Tsinghua IDEA Team Unveils GUAVA! Generate 3D Avatars from a Single Photo in 0.1 Seconds, Technological Breakthrough Shocking the World

AIbase基地

Published inAI News · 8 min read · Aug 22, 2025

Historic breakthroughs in 3D avatar generation technology are unfolding before our eyes. While the entire industry is still struggling with complex multi-view modeling and long training times, a joint research team from Tsinghua University and the Digital Economy Research Institute of the Guangdong-Hong Kong-Macao Greater Bay Area has quietly rewritten the rules. Their latest GUAVA framework has pushed 3D avatar generation technology to an unprecedented level with astonishing speed and accuracy, and has been successfully selected for ICCV 2025, the top conference in the field of computer vision.
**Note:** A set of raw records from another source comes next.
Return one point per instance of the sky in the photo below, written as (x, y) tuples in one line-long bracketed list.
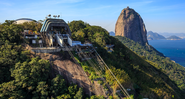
[(158, 15)]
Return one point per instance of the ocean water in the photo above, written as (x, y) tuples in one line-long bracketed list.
[(174, 49)]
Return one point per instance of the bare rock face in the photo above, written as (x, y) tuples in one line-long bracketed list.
[(131, 25)]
The revolutionary nature of this technology is reflected in its remarkable efficiency. The GUAVA framework can complete the full generation process of a 3D upper-body avatar in just 0.1 seconds, using only a single ordinary photo. This number may seem unimpressive at first glance, but for professionals familiar with traditional 3D modeling processes, it is undoubtedly a groundbreaking breakthrough. Traditional 3D avatar generation methods not only require video footage taken from multiple angles, but also require specialized model training for each individual, which often takes several hours or even days.

The emergence of GUAVA has completely broken through these technical barriers. Now, users need only provide a clear photo, and the system can generate a 3D avatar model with rich details and high realism in real time. This improvement in convenience is not just a quantitative change, but a qualitative leap, transforming 3D avatar technology from a tool exclusive to professional studios into a daily application that ordinary users can easily use.
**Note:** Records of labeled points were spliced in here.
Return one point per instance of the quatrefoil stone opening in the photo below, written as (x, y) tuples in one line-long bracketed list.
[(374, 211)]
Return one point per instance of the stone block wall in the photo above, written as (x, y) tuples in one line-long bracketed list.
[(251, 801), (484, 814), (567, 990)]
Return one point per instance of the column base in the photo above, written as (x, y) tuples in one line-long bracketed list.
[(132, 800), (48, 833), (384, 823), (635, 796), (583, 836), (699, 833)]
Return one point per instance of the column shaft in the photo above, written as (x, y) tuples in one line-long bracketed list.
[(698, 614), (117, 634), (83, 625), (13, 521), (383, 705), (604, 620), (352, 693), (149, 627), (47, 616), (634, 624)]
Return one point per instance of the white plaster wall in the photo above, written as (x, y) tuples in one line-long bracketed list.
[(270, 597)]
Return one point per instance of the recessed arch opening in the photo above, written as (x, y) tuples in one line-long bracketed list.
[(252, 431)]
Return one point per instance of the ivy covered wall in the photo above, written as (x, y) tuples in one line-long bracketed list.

The core of the technological innovation lies in the new 3D Gaussian model introduced in the GUAVA framework. This innovative mathematical model fundamentally changes the way 3D avatars are generated, achieving an unprecedented level of expressiveness and detail in the final generated virtual characters. By cleverly combining with the EHM expression human model, GUAVA not only accurately captures the subtlest facial expressions, but also perfectly reproduces complex hand gestures, while maintaining an impressive reconstruction speed at all times.
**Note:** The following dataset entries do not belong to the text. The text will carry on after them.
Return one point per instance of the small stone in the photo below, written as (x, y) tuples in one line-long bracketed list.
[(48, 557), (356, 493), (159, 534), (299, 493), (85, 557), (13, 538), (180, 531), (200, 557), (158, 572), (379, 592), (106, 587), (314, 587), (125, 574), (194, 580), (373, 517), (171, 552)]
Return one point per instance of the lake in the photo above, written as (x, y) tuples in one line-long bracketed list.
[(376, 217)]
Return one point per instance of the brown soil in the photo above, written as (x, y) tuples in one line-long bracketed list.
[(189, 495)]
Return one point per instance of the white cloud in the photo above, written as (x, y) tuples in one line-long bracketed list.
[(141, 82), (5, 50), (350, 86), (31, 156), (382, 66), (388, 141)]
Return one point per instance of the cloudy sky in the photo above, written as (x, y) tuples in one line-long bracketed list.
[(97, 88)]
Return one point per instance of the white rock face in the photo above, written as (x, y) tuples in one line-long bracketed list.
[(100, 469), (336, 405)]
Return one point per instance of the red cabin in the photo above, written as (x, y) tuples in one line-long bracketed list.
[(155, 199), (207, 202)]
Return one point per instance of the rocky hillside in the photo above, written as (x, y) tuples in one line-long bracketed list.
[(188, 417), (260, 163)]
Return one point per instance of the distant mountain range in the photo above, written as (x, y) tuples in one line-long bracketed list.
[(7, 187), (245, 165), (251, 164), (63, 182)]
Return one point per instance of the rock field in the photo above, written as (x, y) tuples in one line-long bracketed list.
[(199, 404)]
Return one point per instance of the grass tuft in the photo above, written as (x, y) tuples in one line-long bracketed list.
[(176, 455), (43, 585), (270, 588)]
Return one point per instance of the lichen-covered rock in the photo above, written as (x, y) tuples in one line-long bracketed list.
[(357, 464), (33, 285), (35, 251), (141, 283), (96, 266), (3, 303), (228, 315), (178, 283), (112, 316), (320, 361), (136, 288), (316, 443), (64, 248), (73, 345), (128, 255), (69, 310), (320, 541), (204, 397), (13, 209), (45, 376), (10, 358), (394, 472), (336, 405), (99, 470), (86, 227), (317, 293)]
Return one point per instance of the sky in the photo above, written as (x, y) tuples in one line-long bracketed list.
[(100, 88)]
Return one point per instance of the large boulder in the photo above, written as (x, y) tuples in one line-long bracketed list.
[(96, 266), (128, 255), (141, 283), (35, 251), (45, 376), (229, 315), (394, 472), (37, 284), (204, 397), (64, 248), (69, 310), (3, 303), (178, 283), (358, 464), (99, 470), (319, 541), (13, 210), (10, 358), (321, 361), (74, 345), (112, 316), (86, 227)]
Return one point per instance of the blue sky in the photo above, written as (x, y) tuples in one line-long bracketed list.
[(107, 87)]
Extensive comparative experiments conducted by the research team have fully demonstrated GUAVA's absolute advantages in performance. Whether in terms of final rendering quality or processing efficiency, GUAVA significantly surpasses all mainstream 2D and 3D avatar generation methods currently available on the market. More astonishingly, the framework can achieve a rendering speed of approximately 50 frames per second, a figure that far exceeds the typical few frames per second achieved by other similar methods, laying a solid technical foundation for real-time interactive applications.

The application prospects of GUAVA technology are extremely broad, covering almost all digital scenarios that require virtual character presentation. In the film production field, directors can quickly create digital doubles for actors, greatly shortening post-production time. Game developers can provide players with more personalized character customization experiences, allowing them to have unique avatars in the virtual world with just a selfie. In the increasingly popular remote work environment, virtual meeting participants can use more vivid and realistic 3D avatars for communication, enhancing communication effectiveness and engagement.

What is even more commendable is that the research team has chosen to open the complete source code of GUAVA to the global developer community. This open-source spirit not only reflects the open attitude of academic research, but also provides valuable innovation foundations for developers and researchers around the world. Countless technology enthusiasts can now conduct secondary development and innovative applications based on this powerful framework, which will surely lead to more surprising technological breakthroughs and commercial applications.

The success of the GUAVA project is not just a technological breakthrough, but also a concentrated demonstration of Tsinghua University's deep research capabilities in the fields of artificial intelligence and computer graphics. This project perfectly integrates the latest achievements from multiple cutting-edge areas such as deep learning, computer vision, and 3D modeling, representing the highest level of interdisciplinary collaboration in the current academic field.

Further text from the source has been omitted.